It turns out though that we can work around this issue. With a slight relaxation of this problem, we’ll be able to take advantage of the eigenvalues and eigenvectors of the Laplacian to help us, but in order to show that, we need a few more definitions and then a lot of proofs.

Graphs are abstract objects that don’t have “locations” in the Euclidean sense. We will thus keep functions that map vertices to real numbers \(f: V \mapsto \mathbb{R}\)

\[f = \begin{bmatrix} f(v_1) \\ f(v_2) \\ \vdots \\ f(v_n) \\ \end{bmatrix} = \begin{bmatrix} f_1 \\ f_2 \\ \vdots \\ f_n \\ \end{bmatrix}\]

Let \(A \subseteq V\).
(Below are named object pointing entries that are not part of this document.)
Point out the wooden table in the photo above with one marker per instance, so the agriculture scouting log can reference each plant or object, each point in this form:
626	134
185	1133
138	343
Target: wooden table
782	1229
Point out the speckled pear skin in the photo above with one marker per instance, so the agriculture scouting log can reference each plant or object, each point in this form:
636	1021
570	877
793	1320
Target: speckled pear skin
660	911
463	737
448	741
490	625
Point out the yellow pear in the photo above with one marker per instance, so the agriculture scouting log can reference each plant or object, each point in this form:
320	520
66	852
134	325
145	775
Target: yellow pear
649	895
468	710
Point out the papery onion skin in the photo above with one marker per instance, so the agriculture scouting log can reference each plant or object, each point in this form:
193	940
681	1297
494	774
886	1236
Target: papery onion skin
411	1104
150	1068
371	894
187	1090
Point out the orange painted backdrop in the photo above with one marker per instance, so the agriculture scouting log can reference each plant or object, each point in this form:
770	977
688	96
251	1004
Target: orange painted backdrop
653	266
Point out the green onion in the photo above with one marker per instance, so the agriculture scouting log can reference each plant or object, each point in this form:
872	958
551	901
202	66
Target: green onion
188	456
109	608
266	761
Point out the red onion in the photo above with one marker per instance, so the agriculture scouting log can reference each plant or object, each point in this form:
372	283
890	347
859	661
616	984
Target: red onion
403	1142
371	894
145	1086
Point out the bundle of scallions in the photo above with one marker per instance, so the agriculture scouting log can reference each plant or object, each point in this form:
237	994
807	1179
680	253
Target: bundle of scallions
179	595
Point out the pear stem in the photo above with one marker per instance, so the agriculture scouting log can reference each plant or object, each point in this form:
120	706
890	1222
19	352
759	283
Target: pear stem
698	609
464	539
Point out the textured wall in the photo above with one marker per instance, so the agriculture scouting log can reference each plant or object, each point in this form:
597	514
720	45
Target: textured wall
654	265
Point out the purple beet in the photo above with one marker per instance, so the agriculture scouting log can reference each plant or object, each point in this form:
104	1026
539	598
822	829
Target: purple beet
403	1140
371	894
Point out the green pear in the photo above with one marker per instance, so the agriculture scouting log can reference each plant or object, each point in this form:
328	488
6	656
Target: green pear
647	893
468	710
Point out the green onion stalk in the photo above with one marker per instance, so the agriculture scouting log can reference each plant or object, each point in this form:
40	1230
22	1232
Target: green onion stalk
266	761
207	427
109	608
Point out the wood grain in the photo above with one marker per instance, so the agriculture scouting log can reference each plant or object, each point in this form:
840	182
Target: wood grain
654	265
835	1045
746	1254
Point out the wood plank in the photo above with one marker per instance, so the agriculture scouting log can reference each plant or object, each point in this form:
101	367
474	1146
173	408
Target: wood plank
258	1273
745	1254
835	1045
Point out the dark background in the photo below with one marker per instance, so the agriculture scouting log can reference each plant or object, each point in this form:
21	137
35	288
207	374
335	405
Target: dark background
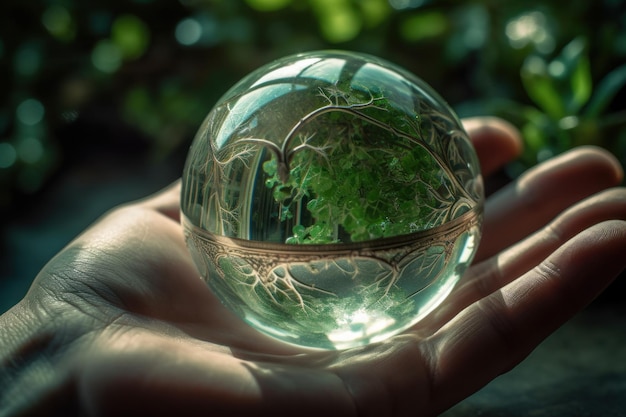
99	103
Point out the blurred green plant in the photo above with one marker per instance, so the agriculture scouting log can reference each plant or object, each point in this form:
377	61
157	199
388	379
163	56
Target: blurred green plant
568	109
156	67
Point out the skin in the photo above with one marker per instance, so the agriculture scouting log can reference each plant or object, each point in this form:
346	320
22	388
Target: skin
118	323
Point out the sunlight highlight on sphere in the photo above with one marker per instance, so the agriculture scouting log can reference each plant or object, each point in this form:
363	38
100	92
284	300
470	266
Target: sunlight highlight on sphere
331	199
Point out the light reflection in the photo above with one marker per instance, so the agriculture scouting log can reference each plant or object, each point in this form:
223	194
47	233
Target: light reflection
202	29
530	28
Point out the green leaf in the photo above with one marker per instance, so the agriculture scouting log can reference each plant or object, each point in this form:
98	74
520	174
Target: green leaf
541	88
575	67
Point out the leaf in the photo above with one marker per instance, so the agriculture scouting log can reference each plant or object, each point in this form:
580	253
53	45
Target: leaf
606	90
541	88
576	69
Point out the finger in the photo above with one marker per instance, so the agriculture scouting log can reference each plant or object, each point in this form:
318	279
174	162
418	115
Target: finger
496	333
491	275
145	374
539	195
166	201
496	142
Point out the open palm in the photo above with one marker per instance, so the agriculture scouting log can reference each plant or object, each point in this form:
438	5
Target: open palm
119	322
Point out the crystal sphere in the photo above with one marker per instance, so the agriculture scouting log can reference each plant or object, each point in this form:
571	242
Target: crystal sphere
331	199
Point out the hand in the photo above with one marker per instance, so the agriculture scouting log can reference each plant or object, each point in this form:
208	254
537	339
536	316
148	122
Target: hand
118	323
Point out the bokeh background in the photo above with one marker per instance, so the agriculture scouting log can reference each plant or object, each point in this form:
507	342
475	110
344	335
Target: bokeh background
99	100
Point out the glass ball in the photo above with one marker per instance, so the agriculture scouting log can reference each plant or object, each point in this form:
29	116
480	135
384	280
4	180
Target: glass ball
331	199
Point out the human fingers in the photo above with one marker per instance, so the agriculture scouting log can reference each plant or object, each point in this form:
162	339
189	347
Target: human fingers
544	191
165	201
140	373
494	334
496	142
484	278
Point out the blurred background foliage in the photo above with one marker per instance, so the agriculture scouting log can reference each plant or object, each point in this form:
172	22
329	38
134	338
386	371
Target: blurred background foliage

Define the indicator function: \[ \boldsymbol{1}_A(i) = \begin{cases} 1 & V_i \in A \\ 0 & \text{otherwise} \end{cases}\]

Finally, since the Laplacian matrix \(L_G\) is symmetric and real, by the Spectral Theorem, the eigenvalues \(\lambda_1, \lambda_2, \ldots, \lambda_n\) are all real and greater than or equal to 0. We will index them in increasing order: \[ 0 \leqslant \lambda_1 \leqslant \lambda_2 \leqslant \cdots \leqslant \lambda_n\]

Proofs with 2 Clusters

Claim

\(f^T L f = \frac{1}{2} \sum_{i, j} w_{ij}(f_i - f_j)^2\)

Proof

\[\begin{aligned} &L = \begin{bmatrix} \sum_j w_{1j} & -w_{12} & -w_{13} & \cdots & -w_{1n} \\ -w_{21} & \sum_j w_{2j} & -w_{32} & \cdots & -w_{2n} \\ \vdots & & \ddots & & \vdots \\ \vdots & & & \ddots & -w_{(n-1)n} \\ -w_{n1} & \cdots & \cdots & & \sum_j w_{nj} \\ \end{bmatrix} \\ \\ &Lf = L \begin{bmatrix} f_1 \\ \vdots \\ f_n \end{bmatrix} = \begin{bmatrix} f_1 \sum_j w_{1j} - \sum_{j = 2}^n f_j w_{1j} \\ \vdots \\ f_n \sum_j w_{nj} - \sum_{j = 2}^n f_j w_{nj} \\ \end{bmatrix} \\ \\ &\text{Since } w_{ii} = 0 \text{, we can rewrite this as} \\ \\ &Lf = \begin{bmatrix} f_1 \sum_j w_{1j} - \sum_j f_j w_{1j} \\ \vdots \\ f_n \sum_j w_{nj} - \sum_j f_j w_{nj} \\ \end{bmatrix} \\ \\ &f^TLf = \begin{bmatrix} f_1 & \cdots & f_n \end{bmatrix} LF \\ \\ &= f_1^2 \sum_j w_{1j} - f_1 \sum_j f_j w_{1j} + f_2^2 \sum_j w_{2j} - f_2 \sum_j f_j w_{2j} + \cdots + f_n^2 \sum_j w_{nj} - f_n \sum_j f_j w_{nj} \\ \\ &= \bigg[ f_1^2 \sum_j w_{1j} + \cdots + f_n^2 \sum_j w_{nj} \bigg] + \bigg[- f_1 \sum_j f_j w_{1j} - \cdots - f_n \sum_j f_j w_{nj} \bigg] \\ \\ &= \bigg[ \sum_{i, j} f_i^2 w_{ij} \bigg] - \bigg[ \sum_{i, j} f_i f_j w_{ij} \bigg] \\ \\ &= \bigg[ \frac{1}{2} \sum_{i, j} f_i^2 w_{ij} + \frac{1}{2} \sum_{i, j} f_j^2 w_{ij} \bigg] + \frac{1}{2}\bigg[ -2 \sum_{i, j} f_i f_j w_{ij} \bigg] \\ \\ &= \frac{1}{2} \bigg[ \sum_{i, j} f_i^2 w_{ij} -2 \sum_{i, j} f_i f_j w_{ij} + \sum_{i, j} f_j^2 w_{ij} \bigg] \\ \\ &= \frac{1}{2} \bigg[ \sum_{i, j} f_i^2 w_{ij} -2 f_i f_j w_{ij} + f_j^2 w_{ij} \bigg] \\ \\ &= \frac{1}{2} \sum_{i, j} w_{ij}(f_i - f_j)^2 \hspace{4ex} _\blacksquare \end{aligned}\]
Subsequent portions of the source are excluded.